Leslie’s writing is so precise at times. I love this kind of writing. The writing of something that happened and then studying it, reflecting on it. I hope that that’s the kind of writing you see on my blog. I want to capture a moment and then reveal to you what that moment means for me. However you feel about this piece, there’s something so human about the human desire to want someone else to feel your deep wounds with you.
Blood Work
I haven’t read this work in years. My high school history teacher gave this poetry book to me and it’s really good. It’s funny now thinking about it–I have nothing in common with Matthew Siegel, but I loved the way his poems were crafted. If you struggle with chronic illness, I think Matthew’s work will resonate with you.
“You try with pills and prayer but you are held back here
in this place. You walk the lake ringed with bulbs at night
feeling encircled even though you’re doing the circling.”
“You have seen me like this before, such a strange
version of the person you thought you knew.
Guess what, I’m strange to us both. It’s like
I’m not even me sometimes. Who am I? A question
for the Lord only to decide as She looks over
my résumé.”
On Newbury Street, July
There’s a poem in a random anthology I picked up at the library one time years ago when I was in high school. This one in particular haunts me. I’m not sure why, maybe because it reminds me of winter (despite the fact that it’s July). I’ve also mentioned this one before on the blog.
“I can’t walk away from the feeling you give me –
It’s like watching a plane
work across a white sky in winter
and pass behind a beige-brick building
— something like loneliness.”
It’s by Will Fesperman, and it just haunts me imagining Will watching and describing what who and what he’s seeing.
Day 2934
The backstory with A is that he’s transported into people’s bodies. On this particular day, it’s Valentine’s and it’s the sweetest story!!! It’s about a single mom and her son and David Levithan has always been the writer to say the words I’ve always wanted to say out loud. He just says it perfectly.
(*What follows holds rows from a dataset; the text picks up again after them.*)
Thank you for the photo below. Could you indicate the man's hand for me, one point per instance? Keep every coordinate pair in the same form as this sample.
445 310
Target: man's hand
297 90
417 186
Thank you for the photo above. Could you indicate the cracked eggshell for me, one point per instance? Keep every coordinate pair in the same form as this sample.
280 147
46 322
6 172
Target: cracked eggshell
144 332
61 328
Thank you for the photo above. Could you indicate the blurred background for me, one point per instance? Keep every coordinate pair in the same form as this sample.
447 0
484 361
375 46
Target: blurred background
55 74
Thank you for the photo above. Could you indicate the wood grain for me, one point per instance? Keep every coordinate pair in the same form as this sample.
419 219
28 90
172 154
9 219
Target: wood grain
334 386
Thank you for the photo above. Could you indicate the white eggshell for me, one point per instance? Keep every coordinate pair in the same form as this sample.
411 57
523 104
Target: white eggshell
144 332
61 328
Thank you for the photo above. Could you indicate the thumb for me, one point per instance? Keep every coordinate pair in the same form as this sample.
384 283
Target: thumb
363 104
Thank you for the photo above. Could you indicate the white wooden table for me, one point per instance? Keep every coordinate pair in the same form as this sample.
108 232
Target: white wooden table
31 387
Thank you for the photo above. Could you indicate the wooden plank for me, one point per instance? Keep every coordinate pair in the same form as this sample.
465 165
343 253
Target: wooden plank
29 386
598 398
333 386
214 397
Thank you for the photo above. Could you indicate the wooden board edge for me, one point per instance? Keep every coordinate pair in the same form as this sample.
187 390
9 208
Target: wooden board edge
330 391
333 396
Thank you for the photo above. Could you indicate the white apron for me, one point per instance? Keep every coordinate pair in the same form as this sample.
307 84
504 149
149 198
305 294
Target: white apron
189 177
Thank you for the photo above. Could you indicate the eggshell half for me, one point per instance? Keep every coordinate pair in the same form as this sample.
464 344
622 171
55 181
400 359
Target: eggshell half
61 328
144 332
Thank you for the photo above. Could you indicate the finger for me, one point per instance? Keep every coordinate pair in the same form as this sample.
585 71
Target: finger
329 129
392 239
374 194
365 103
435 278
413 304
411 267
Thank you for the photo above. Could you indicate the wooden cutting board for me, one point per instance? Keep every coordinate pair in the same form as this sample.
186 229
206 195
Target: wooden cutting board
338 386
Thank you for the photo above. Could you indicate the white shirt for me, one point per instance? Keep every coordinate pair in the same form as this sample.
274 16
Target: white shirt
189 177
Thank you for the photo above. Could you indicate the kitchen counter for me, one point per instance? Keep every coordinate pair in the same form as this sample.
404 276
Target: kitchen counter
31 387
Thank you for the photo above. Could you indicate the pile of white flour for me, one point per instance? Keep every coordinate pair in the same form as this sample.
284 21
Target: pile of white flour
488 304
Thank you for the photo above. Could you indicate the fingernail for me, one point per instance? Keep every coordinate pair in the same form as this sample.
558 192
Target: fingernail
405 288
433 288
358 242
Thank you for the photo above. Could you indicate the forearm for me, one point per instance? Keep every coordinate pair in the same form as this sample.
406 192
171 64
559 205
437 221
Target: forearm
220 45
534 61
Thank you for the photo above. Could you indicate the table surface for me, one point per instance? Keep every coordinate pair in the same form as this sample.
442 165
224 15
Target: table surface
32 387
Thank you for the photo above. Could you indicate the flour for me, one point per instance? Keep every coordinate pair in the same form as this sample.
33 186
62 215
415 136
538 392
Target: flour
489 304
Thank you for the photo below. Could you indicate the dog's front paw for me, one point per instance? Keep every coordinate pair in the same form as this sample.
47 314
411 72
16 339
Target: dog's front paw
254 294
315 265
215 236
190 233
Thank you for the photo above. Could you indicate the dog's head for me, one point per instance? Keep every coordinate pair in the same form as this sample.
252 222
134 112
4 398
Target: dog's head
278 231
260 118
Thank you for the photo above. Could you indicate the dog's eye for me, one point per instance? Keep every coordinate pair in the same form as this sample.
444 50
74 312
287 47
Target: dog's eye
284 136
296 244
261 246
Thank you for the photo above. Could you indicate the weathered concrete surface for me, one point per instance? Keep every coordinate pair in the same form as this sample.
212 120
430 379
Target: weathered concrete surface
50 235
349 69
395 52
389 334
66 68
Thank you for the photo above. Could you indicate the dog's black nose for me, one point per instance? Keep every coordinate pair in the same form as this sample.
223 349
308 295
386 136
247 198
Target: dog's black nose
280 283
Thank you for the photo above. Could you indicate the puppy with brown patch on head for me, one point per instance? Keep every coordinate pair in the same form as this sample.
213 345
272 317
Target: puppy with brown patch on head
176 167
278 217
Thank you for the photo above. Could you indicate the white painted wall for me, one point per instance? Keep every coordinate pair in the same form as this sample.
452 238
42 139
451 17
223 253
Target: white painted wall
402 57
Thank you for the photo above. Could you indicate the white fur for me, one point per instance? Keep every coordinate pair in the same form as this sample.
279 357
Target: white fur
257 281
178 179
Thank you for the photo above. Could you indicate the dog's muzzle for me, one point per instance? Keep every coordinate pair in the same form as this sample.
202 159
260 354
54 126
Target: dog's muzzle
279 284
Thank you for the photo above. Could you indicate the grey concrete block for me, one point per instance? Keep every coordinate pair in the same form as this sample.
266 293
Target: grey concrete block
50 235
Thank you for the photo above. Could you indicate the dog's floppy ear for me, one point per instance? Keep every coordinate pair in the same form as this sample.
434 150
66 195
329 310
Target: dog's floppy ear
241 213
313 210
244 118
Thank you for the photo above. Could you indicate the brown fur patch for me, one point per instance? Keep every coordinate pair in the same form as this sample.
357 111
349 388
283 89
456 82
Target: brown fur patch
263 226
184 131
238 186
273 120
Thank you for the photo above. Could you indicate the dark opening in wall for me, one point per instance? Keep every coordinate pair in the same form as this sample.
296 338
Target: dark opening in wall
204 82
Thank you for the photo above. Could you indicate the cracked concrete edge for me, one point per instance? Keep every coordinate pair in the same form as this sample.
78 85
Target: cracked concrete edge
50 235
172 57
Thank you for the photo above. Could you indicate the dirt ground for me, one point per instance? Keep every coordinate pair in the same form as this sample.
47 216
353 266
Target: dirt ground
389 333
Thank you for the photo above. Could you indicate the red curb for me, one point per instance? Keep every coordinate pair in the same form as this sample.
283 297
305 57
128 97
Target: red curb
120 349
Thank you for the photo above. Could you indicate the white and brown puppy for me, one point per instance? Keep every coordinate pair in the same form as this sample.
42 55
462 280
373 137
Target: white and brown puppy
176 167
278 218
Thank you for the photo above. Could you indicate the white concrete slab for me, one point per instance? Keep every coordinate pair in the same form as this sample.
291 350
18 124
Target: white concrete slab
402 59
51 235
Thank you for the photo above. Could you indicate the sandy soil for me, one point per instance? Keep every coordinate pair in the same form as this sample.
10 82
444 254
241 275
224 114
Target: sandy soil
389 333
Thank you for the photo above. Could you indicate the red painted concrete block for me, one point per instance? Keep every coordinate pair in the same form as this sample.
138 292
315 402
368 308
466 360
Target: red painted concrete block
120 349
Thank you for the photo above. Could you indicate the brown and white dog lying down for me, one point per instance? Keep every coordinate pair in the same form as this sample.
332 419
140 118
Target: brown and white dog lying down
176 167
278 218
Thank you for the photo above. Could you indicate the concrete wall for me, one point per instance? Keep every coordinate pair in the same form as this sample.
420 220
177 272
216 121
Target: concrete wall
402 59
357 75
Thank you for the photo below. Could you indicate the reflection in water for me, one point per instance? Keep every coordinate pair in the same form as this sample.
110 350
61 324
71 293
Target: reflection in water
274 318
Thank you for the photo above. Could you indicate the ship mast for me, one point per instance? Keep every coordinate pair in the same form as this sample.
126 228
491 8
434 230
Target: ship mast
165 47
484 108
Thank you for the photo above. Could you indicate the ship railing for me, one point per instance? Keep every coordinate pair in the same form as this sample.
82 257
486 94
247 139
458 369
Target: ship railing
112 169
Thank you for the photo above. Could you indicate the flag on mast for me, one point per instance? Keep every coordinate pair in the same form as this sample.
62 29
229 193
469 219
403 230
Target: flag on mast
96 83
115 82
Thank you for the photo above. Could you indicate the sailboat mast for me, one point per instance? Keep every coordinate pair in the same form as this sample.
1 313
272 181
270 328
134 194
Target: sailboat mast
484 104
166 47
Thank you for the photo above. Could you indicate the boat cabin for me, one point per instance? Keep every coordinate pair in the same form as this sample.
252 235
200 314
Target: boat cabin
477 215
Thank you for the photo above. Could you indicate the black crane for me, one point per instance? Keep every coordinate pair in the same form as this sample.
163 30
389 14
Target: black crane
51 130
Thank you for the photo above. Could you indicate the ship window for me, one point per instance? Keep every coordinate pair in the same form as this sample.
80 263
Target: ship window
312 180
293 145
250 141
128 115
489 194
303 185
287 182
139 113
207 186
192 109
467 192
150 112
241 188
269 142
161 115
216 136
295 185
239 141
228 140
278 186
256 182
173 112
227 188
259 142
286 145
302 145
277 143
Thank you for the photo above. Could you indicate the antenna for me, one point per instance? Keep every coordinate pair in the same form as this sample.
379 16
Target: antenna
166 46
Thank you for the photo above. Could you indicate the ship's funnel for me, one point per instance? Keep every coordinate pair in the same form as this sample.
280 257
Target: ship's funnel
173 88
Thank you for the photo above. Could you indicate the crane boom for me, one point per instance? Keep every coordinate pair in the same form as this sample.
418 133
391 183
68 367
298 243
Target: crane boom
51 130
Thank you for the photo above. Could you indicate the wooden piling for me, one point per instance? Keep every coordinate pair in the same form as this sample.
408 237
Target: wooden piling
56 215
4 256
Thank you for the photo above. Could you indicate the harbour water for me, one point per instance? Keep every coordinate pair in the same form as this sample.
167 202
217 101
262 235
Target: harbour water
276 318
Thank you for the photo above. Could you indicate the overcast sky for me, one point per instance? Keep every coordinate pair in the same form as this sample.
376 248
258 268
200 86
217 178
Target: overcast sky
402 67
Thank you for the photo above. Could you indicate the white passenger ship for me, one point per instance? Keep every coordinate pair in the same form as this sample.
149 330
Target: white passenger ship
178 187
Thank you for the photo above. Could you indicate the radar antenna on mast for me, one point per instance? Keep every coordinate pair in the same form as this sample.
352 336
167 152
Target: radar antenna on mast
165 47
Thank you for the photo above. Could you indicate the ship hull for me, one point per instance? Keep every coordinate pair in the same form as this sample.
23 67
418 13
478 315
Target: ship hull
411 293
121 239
“Years later, I will remember her voice. I will remember the way she said it. With chime-like clarity, announcing that this indeed a special day, and that even though I have done nothing to deserve it but be myself, it all belongs to me.”
“When you get older, red becomes more complicated, just as hearts become more complicated.”
“I am reminded how households with only two people have a different kind of gravity than others. We need the background noise, because otherwise the burden is entirely on us.”
“Because the minute she sees me, gravity returns. The minute she sees me, gravity returns…I know then, without being able to articulate it, that love is the gravity.”
Words ground me and root me in reality while allowing me to escape it. Words are worthy, precious things that shape us. Words are what I use to guide my life and sometimes they haunt me.
Let me know the stories that haunt you. I can always use more recommendations!
Signing off,
Gigi
This is an interesting collection. You seem to have very diverse interests Gigi.